## Let's walk through a k-Nearest Neighbors Classifier and find the best value for k.  

## In this kaggle notebook, I'm testing my ability to run a knn classifier on a new data set.  



In [None]:
# import some libraries.  I don't think we'll need all these, but it doesn't hurt to have them ready. 
%matplotlib inline
import h5py
import matplotlib.pyplot as plt
import numpy as np
import pandas as pd 
import os
import numpy as np
from IPython.display import Image
import sys
from sklearn import datasets
from sklearn.model_selection import train_test_split 
from sklearn.neighbors import KNeighborsClassifier 



In [None]:
# load the data
digits = datasets.load_digits()

In [None]:
# look at the keys
print(digits.keys())
print(digits.DESCR)

In [None]:
# Print the shape of the images and data keys
print(digits.images.shape)
print(digits.data.shape)


In [None]:
# Display digit 1010
plt.imshow(digits.images[1010], cmap=plt.cm.gray_r, interpolation='nearest')


In [None]:
# Create feature and target arrays
X = digits.data
y = digits.target


### Let's split the data into testing and training sets.  Kaggle already does the splitting for us, but it is good to know how to do this on our own in the real world.  

In [None]:
# Split into training and test set
X_train, X_test, y_train, y_test = train_test_split(X, y, test_size = 0.2, random_state=42, stratify=y)


### Fit the Knn classifier with 7 neighbors.  You can chose another number here.  

### We'll go through some steps below to determine which number might work best for this data.  For now we will use 7 to see what happens.  

In [None]:
# Create a k-NN classifier with 7 neighbors: knn
knn = KNeighborsClassifier(n_neighbors=7)


In [None]:
# Fit the classifier to the training data
knn.fit(X_train, y_train)


In [None]:
# Print the accuracy
print(knn.score(X_test, y_test))


### Not bad! 98 percent.  

In [None]:
# Setup arrays to store train and test accuracies
neighbors = np.arange(1, 9)
train_accuracy = np.empty(len(neighbors))
test_accuracy = np.empty(len(neighbors))


## Finding a good k value

### Let's now compute and plot the training and testing accuracy scores for a variety of different neighbor values. By observing how the accuracy scores differ for the training and testing sets with different values of k, you can develop an intuition for overfitting and underfitting a model.

#### Let's now streamline some of the steps we did above into a for loop. 

In [None]:
# Loop over different values of k
for i, k in enumerate(neighbors):
    # Setup a k-NN Classifier with k neighbors: knn
    knn = KNeighborsClassifier(n_neighbors=k)

    # Fit the classifier to the training data
    knn.fit(X_train, y_train)
    
    #Compute accuracy on the training set
    train_accuracy[i] = knn.score(X_train, y_train)

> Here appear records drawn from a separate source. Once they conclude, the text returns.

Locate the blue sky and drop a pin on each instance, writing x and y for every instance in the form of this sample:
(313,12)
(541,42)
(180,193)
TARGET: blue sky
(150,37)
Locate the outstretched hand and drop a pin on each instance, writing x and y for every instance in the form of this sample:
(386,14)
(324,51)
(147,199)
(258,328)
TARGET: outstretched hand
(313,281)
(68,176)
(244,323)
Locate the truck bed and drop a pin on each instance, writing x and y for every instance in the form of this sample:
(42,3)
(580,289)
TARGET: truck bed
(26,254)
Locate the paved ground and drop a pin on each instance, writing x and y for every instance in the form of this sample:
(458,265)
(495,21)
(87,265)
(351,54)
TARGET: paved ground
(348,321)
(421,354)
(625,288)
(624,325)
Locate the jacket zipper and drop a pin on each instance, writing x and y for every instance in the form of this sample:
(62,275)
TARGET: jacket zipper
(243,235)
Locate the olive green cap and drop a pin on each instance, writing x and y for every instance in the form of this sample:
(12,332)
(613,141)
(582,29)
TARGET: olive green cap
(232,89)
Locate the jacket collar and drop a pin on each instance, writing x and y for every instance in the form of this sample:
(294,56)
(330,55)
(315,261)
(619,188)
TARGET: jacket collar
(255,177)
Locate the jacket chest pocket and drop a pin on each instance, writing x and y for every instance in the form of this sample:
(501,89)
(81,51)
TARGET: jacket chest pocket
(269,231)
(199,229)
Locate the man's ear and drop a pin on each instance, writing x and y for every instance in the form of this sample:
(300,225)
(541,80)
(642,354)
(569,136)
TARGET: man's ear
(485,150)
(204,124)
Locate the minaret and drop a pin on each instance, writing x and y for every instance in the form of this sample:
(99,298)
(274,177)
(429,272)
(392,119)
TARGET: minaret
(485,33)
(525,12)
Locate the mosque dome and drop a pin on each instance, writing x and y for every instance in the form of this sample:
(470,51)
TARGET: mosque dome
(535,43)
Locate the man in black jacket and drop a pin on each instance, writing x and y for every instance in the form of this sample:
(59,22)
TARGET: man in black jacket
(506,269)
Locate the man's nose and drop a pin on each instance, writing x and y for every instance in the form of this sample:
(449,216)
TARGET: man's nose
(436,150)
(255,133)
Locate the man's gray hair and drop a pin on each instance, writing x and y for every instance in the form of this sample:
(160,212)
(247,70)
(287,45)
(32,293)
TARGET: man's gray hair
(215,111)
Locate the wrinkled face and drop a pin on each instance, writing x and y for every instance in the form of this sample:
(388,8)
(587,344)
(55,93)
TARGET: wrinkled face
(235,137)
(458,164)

    #Compute accuracy on the testing set
    test_accuracy[i] = knn.score(X_test, y_test)



In [None]:
# Generate plot
plt.title('k-NN: Varying Number of Neighbors')
plt.plot(neighbors, test_accuracy, label = 'Testing Accuracy')
plt.plot(neighbors, train_accuracy, label = 'Training Accuracy')
plt.legend()
plt.xlabel('Number of Neighbors')
plt.ylabel('Accuracy')
plt.show()


As we can see from the plot, it appears like the test accuracy is highest when using 3 and 5 neighbors.  7 isn't too bad, but using 8 neighbors or more seems to result in a simple model that under fits the data.